It doesn't list xmax in the specs, but given that its impedance at 45hz is >20ohm with a peak over 30ohm before you get to 30hz, plus the limitations physics places on a cone that small playing that low, I would seriously doubt that you would be able to play them down to 32hz. For a deeper 'debate' regarding a 6.5" speaker playing this low, visit the Hybrid L6 thread from a few days ago.


----------



## jimmy2345 (Jul 12, 2010)

They play that low. Of course, at that low of a frequency they won't have the output of a larger cone area speaker but they will play that low and do it better than any 6.5" you have heard. I would put money on it.
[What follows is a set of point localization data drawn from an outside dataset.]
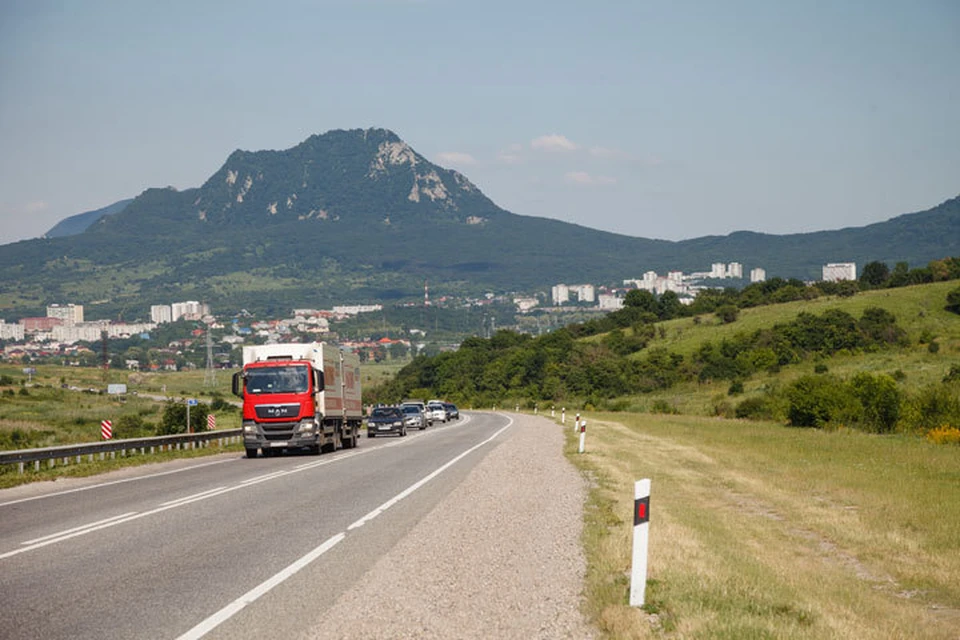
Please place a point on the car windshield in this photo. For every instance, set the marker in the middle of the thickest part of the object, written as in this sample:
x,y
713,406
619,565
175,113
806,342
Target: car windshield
x,y
286,379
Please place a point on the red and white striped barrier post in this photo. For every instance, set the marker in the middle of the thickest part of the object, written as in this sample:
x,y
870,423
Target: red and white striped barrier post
x,y
641,535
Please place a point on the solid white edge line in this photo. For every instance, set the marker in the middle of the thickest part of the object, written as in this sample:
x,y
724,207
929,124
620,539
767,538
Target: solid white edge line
x,y
406,492
80,528
191,498
113,482
254,594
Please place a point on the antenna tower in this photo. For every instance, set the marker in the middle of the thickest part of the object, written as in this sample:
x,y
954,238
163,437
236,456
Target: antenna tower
x,y
210,377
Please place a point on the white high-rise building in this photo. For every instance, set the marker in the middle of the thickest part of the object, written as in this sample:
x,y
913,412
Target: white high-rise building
x,y
560,293
11,331
586,292
161,313
610,302
190,309
836,271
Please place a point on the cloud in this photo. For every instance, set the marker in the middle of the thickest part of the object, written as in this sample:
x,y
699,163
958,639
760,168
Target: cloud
x,y
553,143
455,157
585,179
606,152
35,207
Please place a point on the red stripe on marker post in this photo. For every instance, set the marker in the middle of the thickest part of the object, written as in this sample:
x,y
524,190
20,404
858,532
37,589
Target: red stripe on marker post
x,y
641,535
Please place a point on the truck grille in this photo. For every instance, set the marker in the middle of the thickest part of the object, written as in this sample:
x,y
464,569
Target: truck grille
x,y
278,430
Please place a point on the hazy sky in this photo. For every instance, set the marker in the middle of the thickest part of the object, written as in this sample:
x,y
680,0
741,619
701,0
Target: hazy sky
x,y
661,119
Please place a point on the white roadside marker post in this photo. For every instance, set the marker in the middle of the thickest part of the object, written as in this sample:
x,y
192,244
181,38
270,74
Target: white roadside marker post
x,y
641,535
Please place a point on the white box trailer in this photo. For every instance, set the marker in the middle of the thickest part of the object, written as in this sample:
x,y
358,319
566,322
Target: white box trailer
x,y
299,396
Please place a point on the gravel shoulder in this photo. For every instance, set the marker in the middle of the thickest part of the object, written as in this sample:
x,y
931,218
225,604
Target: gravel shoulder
x,y
504,558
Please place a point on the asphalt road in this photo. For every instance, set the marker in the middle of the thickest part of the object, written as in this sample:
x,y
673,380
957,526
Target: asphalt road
x,y
222,547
The original poster didn't plan to play them this low, I don't believe, but they will if needed.


----------



## PABowhunter4life (Jan 3, 2009)

jimmy2345 said:


> Blues Car Audio 6.5 - If you can find a set of the old ones. The new ones that were just released are 95% the same as the old.
> 
> Blues Car Audio - Speakers for no compromise sound quality
> 
> Not to mention, you can play them from 32hz up to about 4000hz and they will outperform any midrange you can find as well. A true all in one combination, with a true old school design. Did I mention the SQ is nothing short of amazing?


Very cool. Prior to this thread I had never even heard of BCA. Anywhere to obtain prices?


----------



## jimmy2345 (Jul 12, 2010)

PABowhunter4life said:


> Very cool. Prior to this thread I had never even heard of BCA. Anywhere to obtain prices?


The MSRP pricing is on the site.


----------



## TREETOP (Feb 11, 2009)

See if you can round up some G&S Redline 206Rs. 6.5" with a red surround and a lightning bolt on the dustcap. I used to run 2 pair of those for midbass and they rocked.


----------